Purification and properties of human placental acid lipase

Two peaks of lysosomal acid lipase activity were purified from normal human placenta. Acid lipase I, with an estimated molecular weight of 102 500, was purified 1016-fold while acid lipase II, with an estimated molecular weight of 30 600, was purified 3031-fold. The final yields of enzyme activity for acid lipase I and II were 0.9% and 2.2% respectively. The purity of the final preparations was documented by demonstration of a single protein band on polyacryl-amide gel electrophoresis in the presence of sodium dodecyl sulfate.
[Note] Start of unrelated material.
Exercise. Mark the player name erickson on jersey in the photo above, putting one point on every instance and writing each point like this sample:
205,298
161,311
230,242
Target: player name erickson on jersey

Both preparations of the purified enzyme demonstrated activity towards triolein, cholesteryl oleate and the artificial substrate 4-methylumbelliferyl oleate. Examination of K_m values, thermal stability, pH optima, and electrophoretic mobility revealed similar properties for the two enzyme peaks. The response of the two enzyme preparations to inhibitors was similar with both being significantly inhibited by 0.2 M Nad, 0.2 M KC1, 5 mM HgCl₂ and 5 mM p-chloromercuribenzoate. The activity of the two preparations as assayed with either triolein or cholesterol oleate was not significantly affected by the addition of bovine serum albumin. In contrast, the 4-methylumbelliferyl oleate activity of both preparations was significantly inhibited by albumin. These findings support the hypothesis that the same enzyme or enzymes are responsible for the intralysosomal hydrolysis of triacylglycerols and cholesterol esters in human tissues.